Parc éolien de Jbel Lahdid : le taux d’avancement des travaux atteint 95%
Les travaux de construction du parc éolien de Jbel Lahdid, dans la province d’Essaouira, sont bientôt achevés. Sa mise en service est prévue pour ce premier semestre 2024.
Le parc éolien de Jbel Lahdid, d’une puissance de 270 MW, fait partie du "Programme intégré de l’énergie éolienne 1.000 MW", qui se compose également d’autres parcs éoliens au Royaume. Il s’agit ainsi des parcs éoliens de Midelt (210 MW), de Boujdour (300 MW) et de Taza (87 MW), qui ont déjà été mis en service entre 2020 et 2023.
Concernant le projet du parc éolien de Jbel Lahdid, les travaux de construction ont été lancés en janvier 2022. Ils enregistrent actuellement un taux d’avancement dépassant les 95%. L’exploitation du parc est prévue avant la fin du premier semestre 2024, nous indique une source de l’Office national de l’électricité et de l’eau potable (ONEE).

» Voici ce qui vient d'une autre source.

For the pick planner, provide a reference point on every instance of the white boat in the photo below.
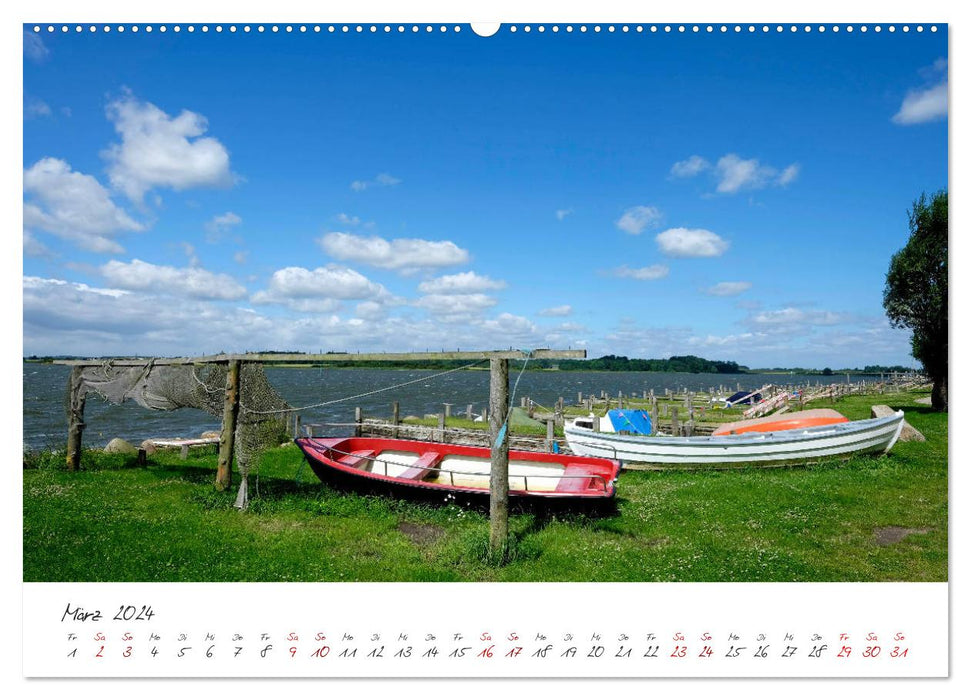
(777, 447)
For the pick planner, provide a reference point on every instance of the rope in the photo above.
(501, 435)
(365, 394)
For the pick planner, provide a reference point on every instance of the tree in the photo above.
(915, 295)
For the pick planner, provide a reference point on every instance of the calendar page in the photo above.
(395, 345)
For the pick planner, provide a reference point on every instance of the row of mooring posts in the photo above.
(498, 410)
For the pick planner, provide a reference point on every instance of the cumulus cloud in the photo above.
(191, 282)
(652, 272)
(157, 150)
(34, 248)
(34, 47)
(382, 180)
(218, 225)
(691, 243)
(782, 320)
(73, 206)
(733, 173)
(925, 104)
(34, 107)
(402, 254)
(461, 283)
(557, 311)
(689, 167)
(636, 219)
(729, 289)
(455, 306)
(319, 289)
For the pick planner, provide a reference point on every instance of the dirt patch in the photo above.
(894, 534)
(422, 535)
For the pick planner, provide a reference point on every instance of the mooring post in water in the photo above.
(75, 426)
(227, 438)
(499, 473)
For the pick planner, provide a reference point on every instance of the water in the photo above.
(45, 386)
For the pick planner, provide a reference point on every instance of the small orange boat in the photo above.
(786, 421)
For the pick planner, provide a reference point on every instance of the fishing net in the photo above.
(263, 413)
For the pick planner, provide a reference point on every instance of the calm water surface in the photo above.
(45, 387)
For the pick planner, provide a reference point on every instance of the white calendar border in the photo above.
(507, 10)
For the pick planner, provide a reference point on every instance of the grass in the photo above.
(116, 521)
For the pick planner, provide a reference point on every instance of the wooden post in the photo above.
(499, 473)
(75, 426)
(227, 437)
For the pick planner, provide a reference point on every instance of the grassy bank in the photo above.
(865, 519)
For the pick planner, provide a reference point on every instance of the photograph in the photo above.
(576, 331)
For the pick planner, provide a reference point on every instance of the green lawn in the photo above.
(115, 521)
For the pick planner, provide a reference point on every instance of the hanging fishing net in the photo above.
(261, 421)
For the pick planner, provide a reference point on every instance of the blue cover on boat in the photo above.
(627, 421)
(755, 398)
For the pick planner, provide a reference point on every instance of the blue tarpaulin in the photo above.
(628, 421)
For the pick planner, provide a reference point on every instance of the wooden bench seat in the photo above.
(356, 459)
(574, 481)
(422, 466)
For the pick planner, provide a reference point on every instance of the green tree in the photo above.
(915, 295)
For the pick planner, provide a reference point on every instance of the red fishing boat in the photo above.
(459, 469)
(784, 421)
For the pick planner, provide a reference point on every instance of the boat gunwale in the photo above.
(775, 437)
(609, 481)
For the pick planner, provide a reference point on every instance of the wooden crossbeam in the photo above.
(288, 358)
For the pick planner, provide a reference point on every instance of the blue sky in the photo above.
(732, 195)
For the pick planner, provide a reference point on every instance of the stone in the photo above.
(907, 433)
(119, 446)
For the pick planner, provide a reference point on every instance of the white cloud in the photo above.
(157, 150)
(557, 311)
(691, 243)
(784, 320)
(789, 174)
(403, 254)
(34, 248)
(461, 283)
(292, 286)
(191, 282)
(921, 106)
(636, 219)
(220, 224)
(34, 107)
(455, 306)
(733, 174)
(34, 47)
(382, 179)
(729, 289)
(73, 206)
(689, 167)
(652, 272)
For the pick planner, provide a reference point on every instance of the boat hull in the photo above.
(786, 421)
(782, 447)
(429, 468)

Pour rappel, ce projet était initialement prévu pour 2023.
Ce projet, qui a nécessité un investissement de 2,67 MMDH, est réalisé sur trois crêtes montagneuses, à savoir Jbel Lahdid, Jbel Kourati et Jbel Assoufid, qui sont situées dans leurs limites sud-ouest, à environ 20 et 30 km du Nord de la ville d’Essaouira. Développé sur une superficie d’environ 3.500 hectares, le parc éolien de Jbel Lahdid constitue l’un des plus grands parcs du Royaume et sera composé d’une cinquantaine d’éoliennes.
"Une nouvelle expansion du site du parc éolien pourrait être envisageable, une fois que les prérequis en termes d’études détaillées complémentaires, de foncier, de permis et autorisations seront satisfaits", précise la même source.
Les objectifs attendus de ce projet sont liés à la valorisation du potentiel marocain en énergie éolienne, au développement d’une industrie éolienne par le biais d’un transfert de savoir-faire, au développement social et régional à travers la création d’emplois, au développement de formations spécialisées dans le domaine de l’éolien et à la promotion de la recherche et développement dans le secteur.
Développement de routes d’accès
"Au-delà de la production d’une électricité verte et du renforcement du réseau national de transport de l’électricité dans la région, le projet vise une bonne intégration dans son voisinage", assure l’ONEE. Cela se concrétise par la contribution au développement des routes d’accès et des pistes entre différentes zones autour du projet, favorisant le désenclavement des riverains.
Le projet du parc éolien de Jbel Lahdid contribue également à la création de 300 à 400 emplois directs et indirects tout au long des phases de construction et d’exploitation, ainsi qu’au développement économique et social de la région. Et ce, à travers la stimulation des dépenses effectuées localement par les entreprises telles que la location de terrains et locaux, les approvisionnements, la restauration, l’hôtellerie et le gardiennage, "sans oublier l’implémentation d’actions sociales coordonnées entre les parties prenantes du projet et les autorités locales", ajoute l’ONEE.
La même source précise que le projet éolien avoisine une zone forestière. Les accès, y compris les pistes, ont été planifiés de façon à éviter tout impact néfaste sur les arbres existants.
Les autorisations requises ont bien été traitées et obtenues en coordination avec les administrations concernées, assure la même source, avant d’ajouter que les installations du projet, comprenant les éoliennes, un poste d’évacuation et un réseau électrique ont toutes été implantées dans le respect des normes et standards internationaux en matière de sécurité et de protection de l’environnement.
Le projet a fait l’objet de l’obtention du permis environnemental en 2021 et sera "réalisé de manière à minimiser, voire à bannir, tout impact négatif potentiel sur le site et la région et à optimiser une utilisation responsable et durable de la nature", conclut la même source.
A titre de rappel, le "Programme intégré de l’énergie éolienne 1.000 MW" s’inscrit dans la lignée de la stratégie énergétique nationale, dont l’objectif est d’accélérer la transition énergétique du Royaume, de contribuer aux objectifs du développement durable et d’atteindre une énergie "bas coût-bas carbone". Le Maroc s’est résolument engagé à accroître la part des énergies renouvelables dans le mix énergétique, en visant actuellement l’atteinte de 52% de capacité installée à l’horizon 2030.